FreshDirect Encourages Bronx Residents to Apply for 200 New Jobs

By Patrick Wall | October 17, 2012 9:06am

BRONX — FreshDirect will encourage residents of The Bronx, its future home, to apply for 200 new jobs it plans to add over the next three months to keep up with demand, the online grocer said Tuesday.

The company’s planned move to Port Morris by 2015, aided by $130 million in public subsidies, has roiled many locals who fear the impact of a large delivery truck fleet on the environment and residents’ health.

FreshDirect has tried to ease critics’ concerns by touting its green initiatives and detailing potential benefits for The Bronx, such as easier access to healthy food and new jobs.

For this latest round of hiring, the company said it will partner with at least two local leaders to inform Bronx residents of the jobs and urge them to apply.

“In anticipation of our move to The Bronx, we want to be sure Bronx residents fill many of these positions and look forward to working with local community leaders to help make that goal a reality,” FreshDirect CEO Jason Ackerman said in a statement Tuesday.

About 75 of the new positions will be warehouse jobs, including sorting, shipping and kitchen work, and about 125 will be transportation positions, such as drivers and runners, the company said.

The average wage for hourly workers is about $12, not including benefits or tips, though starting pay for warehouse workers is $8.50 an hour, according to testimony at a city subsidy hearing in February by Larry Hickey, FreshDirect’s senior vice president of business affairs and general counsel.

Benefits, which begin after six months, include subsidized health care, annual bonuses, paid lunch break and product discounts, Hickey said.

One of the community leaders who agreed to help recruit Bronx residents for the new jobs is Steve Ritz, an administrator at Hyde Leadership Charter School in Hunts Point and the founder of Green Bronx Machine, a youth-oriented nonprofit focused on urban farming and green-jobs training.

Ritz said he took critics’ concerns about FreshDirect seriously, but decided the company’s green initiatives — such as buying some electric trucks and promising to switch to a clean-energy fuel — would mitigate some of the environmental and health risks.

He also said a pilot program that allows some Bronx residents to place online FreshDirect orders using food stamps and especially the “entry-level living-wage jobs” would benefit the community.

“The promise of 200 jobs is definitely exciting,” Ritz said. “It’s going to impact families immediately.”

Nearly 500 of FreshDirect’s 2,400 current employees live in The Bronx, according to the company.

It has vowed to create up to 1,000 new jobs when its new Bronx facility opens. At least 30 percent of the new non-union jobs will go to Bronx residents, according to an agreement FreshDirect made with the Bronx borough president’s office in exchange for a loan and grant package.
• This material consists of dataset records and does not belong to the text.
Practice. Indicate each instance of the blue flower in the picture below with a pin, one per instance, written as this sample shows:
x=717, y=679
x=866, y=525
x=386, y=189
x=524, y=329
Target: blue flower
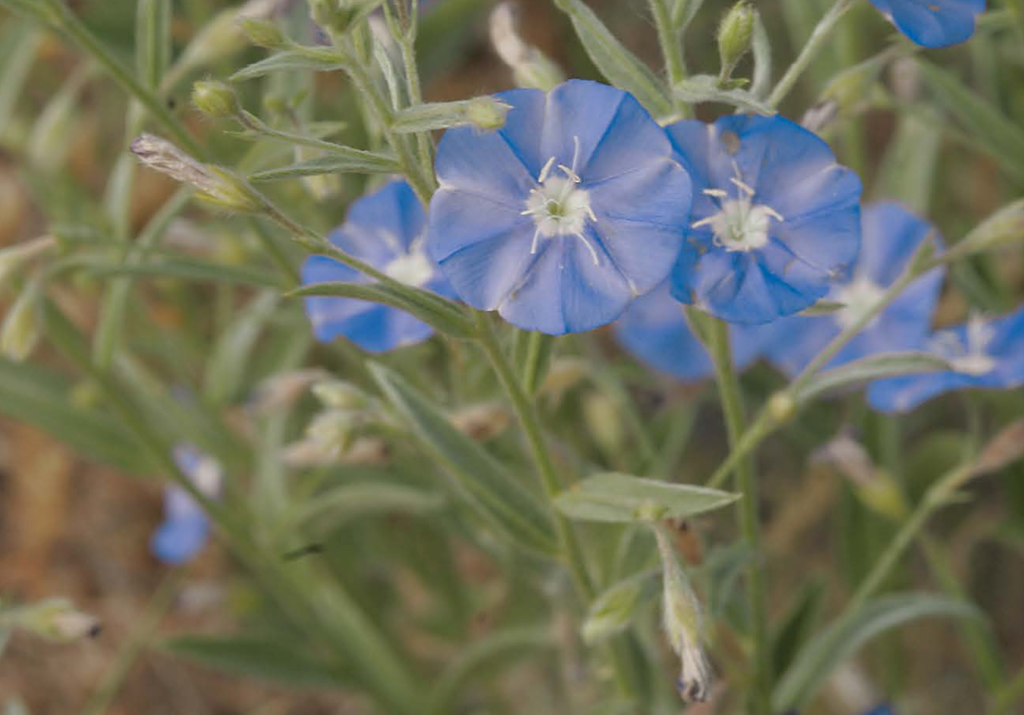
x=983, y=353
x=775, y=219
x=184, y=530
x=932, y=23
x=386, y=229
x=565, y=214
x=890, y=236
x=655, y=331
FreshDirect critics have questioned the company’s hiring promises and pointed out its past labor disputes.

A coalition of Bronx residents and activists called South Bronx Unite! disrupted the company’s subsidy hearing, called for a FreshDirect boycott and filed a lawsuit to block the move to the South Bronx, claiming the delivery truck fleet would worsen the area’s asthma rate, which is eight times the national average.